In tal senso può essere fatto riferimento al lavoro di Meillet, Jakobson, Watkins, Schmitt, Householder e Nagy in relazione ai versi dell’Iliade, IX 410-416:

μήτηρ γάρ τέ μέ φησι θεὰ Θέτις ἀργυρόπεζα (410)

διχθαδίας κῆρας φερέμεν θανάτοιο τέλος δέ.

εἰ μέν κ’ αὖθι μένων Τρώων πόλιν ἀμφιμάχωμαι,

ὤλετο μέν μοι νόστος, ἀτὰρ κλέος ἄφθιτον ἔσται•

εἰ δέ κεν οἴκαδ’ ἵκωμι φίλην ἐς πατρίδα γαῖαν,

ὤλετό μοι κλέος ἐσθλόν, ἐπὶ δηρὸν δέ μοι αἰὼν (415)

ἔσσεται, οὐδέ κέ μ’ ὦκα τέλος θανάτοιο κιχείη.

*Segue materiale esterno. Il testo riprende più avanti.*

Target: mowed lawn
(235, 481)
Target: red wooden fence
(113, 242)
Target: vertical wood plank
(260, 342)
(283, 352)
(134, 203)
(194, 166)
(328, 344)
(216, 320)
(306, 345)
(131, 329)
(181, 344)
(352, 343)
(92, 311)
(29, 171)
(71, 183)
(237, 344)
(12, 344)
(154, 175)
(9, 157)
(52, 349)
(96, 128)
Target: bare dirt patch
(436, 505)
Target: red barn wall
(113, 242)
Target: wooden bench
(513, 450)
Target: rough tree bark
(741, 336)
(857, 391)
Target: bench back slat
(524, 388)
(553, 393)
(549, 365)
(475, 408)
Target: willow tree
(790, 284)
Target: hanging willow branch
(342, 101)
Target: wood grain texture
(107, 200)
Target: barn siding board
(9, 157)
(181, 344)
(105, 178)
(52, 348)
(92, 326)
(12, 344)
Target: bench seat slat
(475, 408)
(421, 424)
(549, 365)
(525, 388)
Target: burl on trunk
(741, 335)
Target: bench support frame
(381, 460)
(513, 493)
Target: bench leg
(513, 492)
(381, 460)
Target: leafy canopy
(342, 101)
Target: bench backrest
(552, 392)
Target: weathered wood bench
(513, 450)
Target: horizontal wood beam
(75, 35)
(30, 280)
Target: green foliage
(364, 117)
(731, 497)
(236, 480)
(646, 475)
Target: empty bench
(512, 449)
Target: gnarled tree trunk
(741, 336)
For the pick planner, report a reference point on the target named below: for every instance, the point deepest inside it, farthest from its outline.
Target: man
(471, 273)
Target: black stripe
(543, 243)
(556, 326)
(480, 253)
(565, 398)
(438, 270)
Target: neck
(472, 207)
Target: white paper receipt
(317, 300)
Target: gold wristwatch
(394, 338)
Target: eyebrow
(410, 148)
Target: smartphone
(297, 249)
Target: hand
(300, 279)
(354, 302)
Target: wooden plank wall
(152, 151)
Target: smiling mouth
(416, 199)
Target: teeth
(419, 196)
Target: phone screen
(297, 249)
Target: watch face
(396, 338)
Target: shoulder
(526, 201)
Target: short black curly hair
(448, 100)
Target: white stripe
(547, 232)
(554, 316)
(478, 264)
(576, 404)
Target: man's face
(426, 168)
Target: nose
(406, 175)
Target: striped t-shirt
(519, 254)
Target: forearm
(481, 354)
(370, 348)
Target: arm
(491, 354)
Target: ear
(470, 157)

Qui nella traduzione di Richmond Lattimore, ben più coerente di quelle solitamente presenti in lingua italiana:

For my mother Thetis the goddess of silver feet tells me (410)

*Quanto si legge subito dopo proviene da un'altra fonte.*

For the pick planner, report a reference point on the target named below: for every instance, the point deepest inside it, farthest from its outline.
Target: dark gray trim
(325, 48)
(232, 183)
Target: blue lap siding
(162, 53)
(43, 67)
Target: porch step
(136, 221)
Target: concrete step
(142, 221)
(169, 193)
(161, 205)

I carry two sorts of destiny toward the day of my death.

Either, if I stay here and fight beside the city of the Trojans,

my return home is gone, but my glory shall be everlasting;

but if I return home to the beloved land of my fathers,

the excellence of my glory is gone, but there will be a long life (415)

left for me, and my end in death will not come to me quickly”.

Le due espressioni sono, per metrica e successione di sillabe lunghe e brevi, assolutamente identiche.

Nelle produzioni epiche l’uso di formule fisse sono di ausilio al poeta, la cui composizione è esclusivamente orale, nell’improvvisazione dei versi. Ciò indica che la formula ricostruita potrebbe altresì restituire una chiara informazione riguardo alla struttura metrica del verso. Un’altro esempio della comune formula in vedico e greco riguarda l’espressione isirenam manas, corrispondente a ιερόν μένος, “ieròn menos”, la “sacra potenza” dell’eroe, presente nella produzione pseudo-omerica come nei Veda oltre che in altri poemi antichi indiani.

Inoltre, secondo molti tra i quali Jakob Stensgaard, si avanza l’ipotesi che la formula omerica νυκτός μολγωι, “nyktòs amolgōi” sia riferibile ad una fase tardo-indoeuropea. Il significato letterale “nella mungitura notturna”, “nella schiuma del latte della notte“, corrisponde all’espressione “nel cuore della notte” o “nel buio notturno“, da ἀμελγω ἀμολγός, “mungere“, confrontabile con il latino mulgeo, l’olandese melk, il tedesco milch, l’inglese milk e il panslavo melko, ecc.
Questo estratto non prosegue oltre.